From 2026 hybrid heat pumps should be the norm, says minister
Hybrid heat pumps should become the standard replacement for gas-fired central heating systems from 2026, housing minister Hugo de Jonge said on Tuesday.
The minister said the deadline was intended to give suppliers, installation companies and property owners clarity about the new situation because ‘the need to become more energy efficient is high and the speed [at which this is being done] must be increased’.
Households could also opt to switch to the municipal heating network if their local council has set one up, or install a fully electric heat pump if they have the right kind of insulation.

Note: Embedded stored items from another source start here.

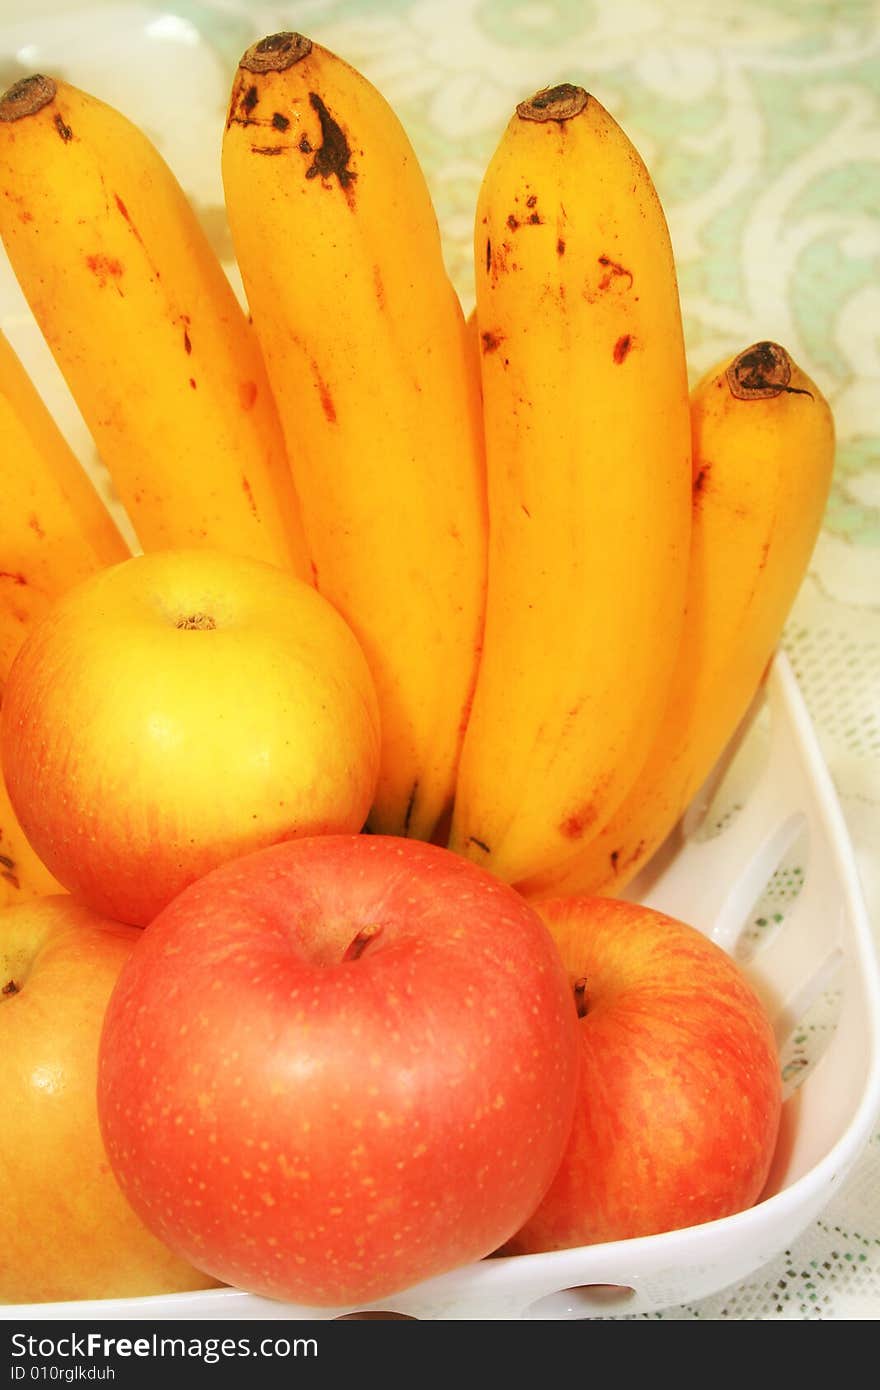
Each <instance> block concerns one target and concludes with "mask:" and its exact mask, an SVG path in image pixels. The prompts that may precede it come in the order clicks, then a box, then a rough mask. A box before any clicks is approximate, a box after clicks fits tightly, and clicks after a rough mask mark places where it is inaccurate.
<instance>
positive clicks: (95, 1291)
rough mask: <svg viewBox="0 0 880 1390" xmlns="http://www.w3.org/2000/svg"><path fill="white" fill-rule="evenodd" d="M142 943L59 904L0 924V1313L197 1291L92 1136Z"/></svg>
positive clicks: (0, 918)
mask: <svg viewBox="0 0 880 1390" xmlns="http://www.w3.org/2000/svg"><path fill="white" fill-rule="evenodd" d="M139 937H140V933H139V931H138V930H136V929H135V927H127V926H121V924H120V923H117V922H110V920H108V919H106V917H100V916H97V913H93V912H90V910H89V909H88V908H83V906H81V905H78V903H75V902H74V901H72V899H71V898H70V897H68V895H67V894H58V895H53V897H47V898H35V899H31V901H29V902H25V903H19V905H17V906H14V908H6V909H4V910H3V912H0V1058H1V1059H3V1073H1V1074H3V1081H1V1091H0V1094H1V1095H3V1125H0V1191H1V1194H3V1220H0V1301H1V1302H7V1304H8V1302H15V1304H22V1302H54V1301H64V1300H71V1298H117V1297H132V1295H140V1294H158V1293H174V1291H181V1290H185V1289H206V1287H210V1286H211V1284H213V1283H214V1280H211V1279H209V1277H207V1276H206V1275H203V1273H200V1272H199V1270H197V1269H193V1268H192V1266H190V1265H189V1264H186V1262H184V1261H182V1259H179V1258H178V1257H177V1255H172V1254H171V1251H170V1250H167V1247H165V1245H164V1244H163V1243H161V1241H158V1240H157V1238H156V1237H154V1236H153V1234H150V1233H149V1232H147V1230H146V1227H145V1226H143V1225H142V1223H140V1220H139V1219H138V1216H135V1213H133V1211H132V1209H131V1207H129V1205H128V1202H127V1200H125V1198H124V1197H122V1193H121V1190H120V1188H118V1186H117V1183H115V1179H114V1177H113V1173H111V1170H110V1165H108V1162H107V1155H106V1152H104V1147H103V1143H101V1137H100V1130H99V1126H97V1102H96V1086H97V1044H99V1037H100V1030H101V1024H103V1019H104V1012H106V1008H107V1001H108V998H110V992H111V990H113V987H114V984H115V980H117V976H118V973H120V970H121V967H122V965H124V962H125V960H127V959H128V956H129V954H131V949H132V947H133V944H135V942H136V941H138V940H139Z"/></svg>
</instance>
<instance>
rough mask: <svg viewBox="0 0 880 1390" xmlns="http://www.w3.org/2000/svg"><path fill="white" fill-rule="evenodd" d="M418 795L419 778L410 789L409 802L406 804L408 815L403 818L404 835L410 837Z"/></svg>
mask: <svg viewBox="0 0 880 1390" xmlns="http://www.w3.org/2000/svg"><path fill="white" fill-rule="evenodd" d="M417 795H418V778H416V781H414V783H413V785H412V787H410V794H409V801H407V802H406V815H405V817H403V834H405V835H409V833H410V821H412V819H413V810H414V809H416V796H417Z"/></svg>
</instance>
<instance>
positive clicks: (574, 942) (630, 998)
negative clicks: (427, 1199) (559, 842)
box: [503, 897, 781, 1254]
mask: <svg viewBox="0 0 880 1390" xmlns="http://www.w3.org/2000/svg"><path fill="white" fill-rule="evenodd" d="M534 905H535V908H537V910H538V912H539V913H541V915H542V917H544V920H545V922H546V924H548V927H549V930H551V933H552V935H553V938H555V941H556V945H557V947H559V952H560V955H562V959H563V963H564V967H566V970H567V973H569V980H570V983H571V988H573V990H574V992H576V998H577V1001H578V1013H580V1015H581V1017H580V1024H578V1033H580V1051H581V1070H580V1081H578V1099H577V1105H576V1112H574V1123H573V1127H571V1136H570V1140H569V1147H567V1150H566V1154H564V1158H563V1161H562V1165H560V1168H559V1172H557V1173H556V1177H555V1179H553V1183H552V1184H551V1188H549V1191H548V1193H546V1195H545V1197H544V1200H542V1202H541V1204H539V1205H538V1208H537V1211H535V1212H534V1213H532V1215H531V1216H530V1219H528V1220H527V1222H525V1223H524V1226H523V1227H521V1230H520V1232H517V1234H516V1236H514V1237H513V1238H512V1240H510V1241H507V1244H506V1245H505V1251H503V1252H505V1254H528V1252H534V1251H546V1250H562V1248H566V1247H571V1245H587V1244H592V1243H594V1241H609V1240H626V1238H628V1237H631V1236H651V1234H655V1233H658V1232H665V1230H676V1229H680V1227H684V1226H696V1225H699V1223H702V1222H709V1220H715V1219H716V1218H720V1216H728V1215H733V1213H734V1212H738V1211H742V1209H745V1208H747V1207H751V1205H752V1204H753V1202H755V1201H758V1198H759V1195H760V1193H762V1188H763V1186H765V1183H766V1179H767V1173H769V1169H770V1161H772V1158H773V1151H774V1147H776V1141H777V1133H779V1123H780V1108H781V1076H780V1063H779V1056H777V1049H776V1042H774V1037H773V1029H772V1027H770V1022H769V1019H767V1016H766V1012H765V1009H763V1006H762V1005H760V1002H759V999H758V997H756V995H755V992H753V991H752V988H751V986H749V984H748V983H747V980H745V976H744V973H742V972H741V969H740V967H738V966H737V965H735V962H734V960H733V959H731V958H730V956H727V955H726V954H724V952H723V951H722V949H720V948H719V947H716V945H715V944H713V942H712V941H709V940H708V938H706V937H705V935H702V934H701V933H699V931H696V930H695V929H694V927H691V926H687V924H685V923H681V922H677V920H674V919H673V917H669V916H665V915H663V913H660V912H655V910H652V909H649V908H644V906H638V905H635V903H628V902H621V901H616V899H610V898H587V897H573V898H553V899H545V901H535V903H534Z"/></svg>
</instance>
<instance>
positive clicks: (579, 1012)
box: [574, 976, 587, 1019]
mask: <svg viewBox="0 0 880 1390" xmlns="http://www.w3.org/2000/svg"><path fill="white" fill-rule="evenodd" d="M574 1008H576V1009H577V1016H578V1019H584V1017H587V976H581V979H580V980H576V981H574Z"/></svg>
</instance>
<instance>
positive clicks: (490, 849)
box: [467, 835, 492, 855]
mask: <svg viewBox="0 0 880 1390" xmlns="http://www.w3.org/2000/svg"><path fill="white" fill-rule="evenodd" d="M467 842H468V845H477V849H482V852H484V853H485V855H491V853H492V851H491V849H489V847H488V845H487V842H485V840H477V837H475V835H468V837H467Z"/></svg>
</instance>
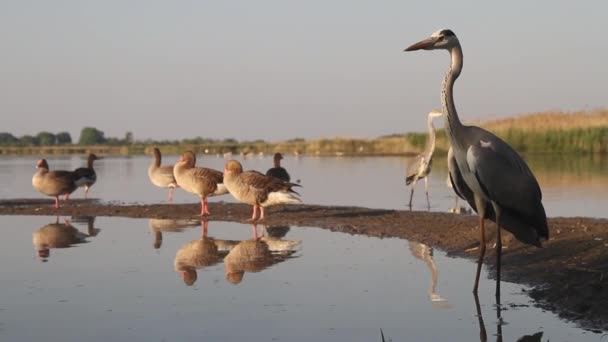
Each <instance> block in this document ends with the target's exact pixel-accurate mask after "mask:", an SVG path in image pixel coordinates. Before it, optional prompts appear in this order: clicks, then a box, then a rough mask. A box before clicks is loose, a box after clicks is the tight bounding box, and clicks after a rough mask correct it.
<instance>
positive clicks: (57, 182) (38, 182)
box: [32, 159, 77, 209]
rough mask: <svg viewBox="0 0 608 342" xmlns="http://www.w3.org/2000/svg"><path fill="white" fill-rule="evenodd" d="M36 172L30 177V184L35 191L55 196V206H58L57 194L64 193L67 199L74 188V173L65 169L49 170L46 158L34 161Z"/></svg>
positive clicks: (48, 167) (42, 193) (73, 190)
mask: <svg viewBox="0 0 608 342" xmlns="http://www.w3.org/2000/svg"><path fill="white" fill-rule="evenodd" d="M36 168H37V169H38V172H36V173H35V174H34V176H33V177H32V186H33V187H34V189H36V191H38V192H40V193H42V194H45V195H47V196H53V197H55V208H56V209H58V208H59V196H61V195H65V200H66V201H67V200H68V197H69V195H70V194H71V193H72V192H74V190H76V188H77V185H76V183H75V182H74V173H73V172H71V171H65V170H56V171H49V164H48V163H47V161H46V159H40V160H39V161H38V163H36Z"/></svg>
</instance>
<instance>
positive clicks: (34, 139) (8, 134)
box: [0, 127, 134, 146]
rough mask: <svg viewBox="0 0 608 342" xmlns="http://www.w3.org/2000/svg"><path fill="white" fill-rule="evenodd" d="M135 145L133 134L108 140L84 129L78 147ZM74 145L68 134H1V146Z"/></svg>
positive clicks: (97, 131)
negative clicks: (73, 144)
mask: <svg viewBox="0 0 608 342" xmlns="http://www.w3.org/2000/svg"><path fill="white" fill-rule="evenodd" d="M133 143H134V140H133V133H132V132H127V133H125V137H124V138H122V139H121V138H106V136H105V134H104V132H103V131H100V130H98V129H97V128H94V127H84V128H83V129H82V130H81V131H80V138H79V139H78V143H77V145H84V146H87V145H131V144H133ZM71 144H73V141H72V136H71V135H70V133H68V132H59V133H56V134H54V133H51V132H46V131H43V132H40V133H38V134H36V135H29V134H26V135H23V136H20V137H16V136H14V135H13V134H11V133H7V132H0V146H55V145H71Z"/></svg>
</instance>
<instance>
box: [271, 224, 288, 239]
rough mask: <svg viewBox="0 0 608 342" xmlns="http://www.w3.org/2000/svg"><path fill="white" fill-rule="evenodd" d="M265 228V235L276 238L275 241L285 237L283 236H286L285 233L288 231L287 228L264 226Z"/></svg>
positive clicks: (284, 226)
mask: <svg viewBox="0 0 608 342" xmlns="http://www.w3.org/2000/svg"><path fill="white" fill-rule="evenodd" d="M265 227H266V233H268V236H269V237H273V238H277V239H280V238H283V237H285V235H287V233H288V232H289V229H290V227H289V226H265Z"/></svg>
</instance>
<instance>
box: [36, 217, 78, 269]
mask: <svg viewBox="0 0 608 342" xmlns="http://www.w3.org/2000/svg"><path fill="white" fill-rule="evenodd" d="M89 236H90V235H88V234H85V233H83V232H81V231H79V230H78V229H76V228H75V227H74V226H73V225H72V224H71V223H70V221H69V220H67V219H66V220H65V222H64V223H59V217H57V220H56V221H55V222H54V223H49V224H47V225H44V226H42V227H41V228H40V229H38V230H36V231H35V232H34V233H33V234H32V242H33V244H34V248H35V249H36V250H37V251H38V256H39V257H40V260H41V261H43V262H46V261H48V258H49V257H50V255H51V249H52V248H68V247H72V246H73V245H76V244H80V243H84V242H87V241H86V238H87V237H89Z"/></svg>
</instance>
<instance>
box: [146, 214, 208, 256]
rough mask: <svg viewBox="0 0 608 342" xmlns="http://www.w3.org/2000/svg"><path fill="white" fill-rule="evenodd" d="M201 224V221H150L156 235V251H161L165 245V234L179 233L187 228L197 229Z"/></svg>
mask: <svg viewBox="0 0 608 342" xmlns="http://www.w3.org/2000/svg"><path fill="white" fill-rule="evenodd" d="M199 224H201V220H188V219H177V220H172V219H154V218H153V219H150V220H149V221H148V226H149V227H150V231H151V232H152V233H153V234H154V249H159V248H160V246H161V245H162V244H163V233H179V232H182V231H183V230H184V229H186V228H190V227H195V226H198V225H199Z"/></svg>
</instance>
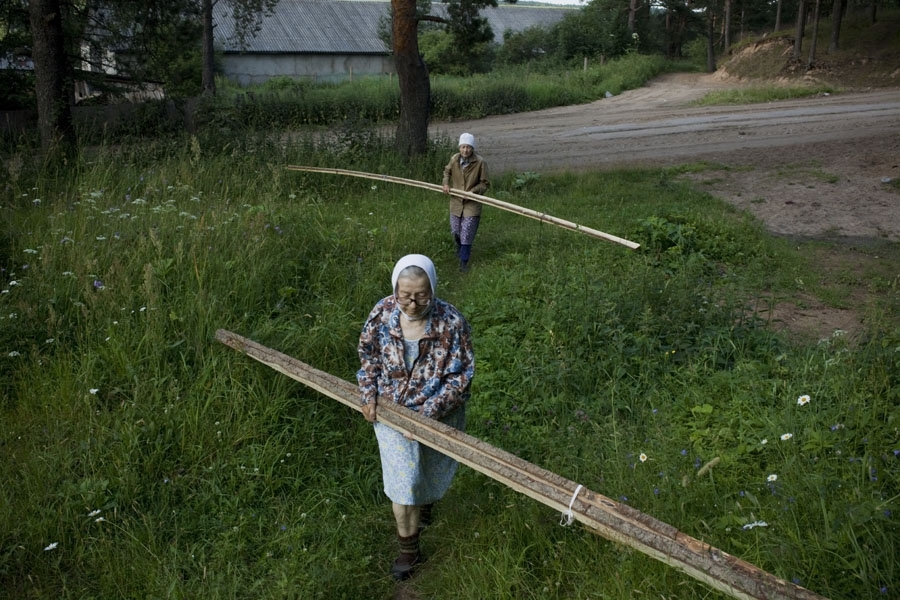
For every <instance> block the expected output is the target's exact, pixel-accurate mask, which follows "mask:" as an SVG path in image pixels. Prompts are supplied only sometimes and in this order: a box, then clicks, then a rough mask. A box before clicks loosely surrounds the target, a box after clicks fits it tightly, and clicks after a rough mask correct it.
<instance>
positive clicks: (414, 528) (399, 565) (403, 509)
mask: <svg viewBox="0 0 900 600" xmlns="http://www.w3.org/2000/svg"><path fill="white" fill-rule="evenodd" d="M392 507H393V509H394V519H395V520H396V521H397V541H398V542H399V544H400V556H398V557H397V558H396V559H394V564H392V565H391V575H392V576H393V577H394V579H397V580H399V581H402V580H404V579H406V578H408V577H409V576H410V575H412V572H413V570H415V568H416V566H417V565H418V564H419V563H420V562H421V557H420V555H419V507H418V506H409V505H405V504H397V503H396V502H394V503H392Z"/></svg>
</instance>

There will ‘of course’ be an exception for property which is not suitable for heat pumps or district heating schemes, De Jonge said in his briefing to MPs. Steps are also being taken to boost both the number of engineers and the production of heat pumps in the Netherlands.
Heating system suppliers have warned in the past there is a shortage of skilled workers to install the new systems.
A hybrid heat pump is a combination of a heat pump, which stores warm air or water, and a central heating boiler and their use leads to an average 60% saving on natural gas consumption, the ministry says.
In well-insulated homes, it may also be possible to switch directly to a fully electric heat pump, which uses no natural gas at all.
The government is setting aside €150 million a year in subsidies to help home owners pay for the change, and low income households will also be able to borrow the money at a zero interest rate from special fund. The maximum subsidy available will be up to 30% of the cost.
The Dutch government has pledged to ensure all homes in the country are gas free in 2050, aiming for 2,000 in the first two years and building up to 1.5 million homes by 2030.
Dutch home owners association Vereningen Eigen Huis says the cost of installing a hybrid heat pump is currently up to around €6000 but could be as much as €20,000 for a fully electric pump.
The VEH, which supports the switch, said three things will be crucial in ensuring the success of the project.
‘It must be affordable, there must be enough capacity in terms of people and equipment, and house owners must be given the right advice about what sort of system to install,’ a spokesman told broadcaster NOS.
In addition, the property must be properly insulated and that means insulated roofs, floors and walls and at least double glazing, the spokesman said. Those costs will come on top of the cost of the new heating system.
The Telegraaf points out that the equipment also takes up more space than a traditional boiler and has an outside element which can cause noise issues for neighbours. Properties also may need to add in extra or larger radiators.
Sector lobby group Techniek Nederland estimates two million of the eight million homes in the Netherlands are currently suitable for hybrid systems.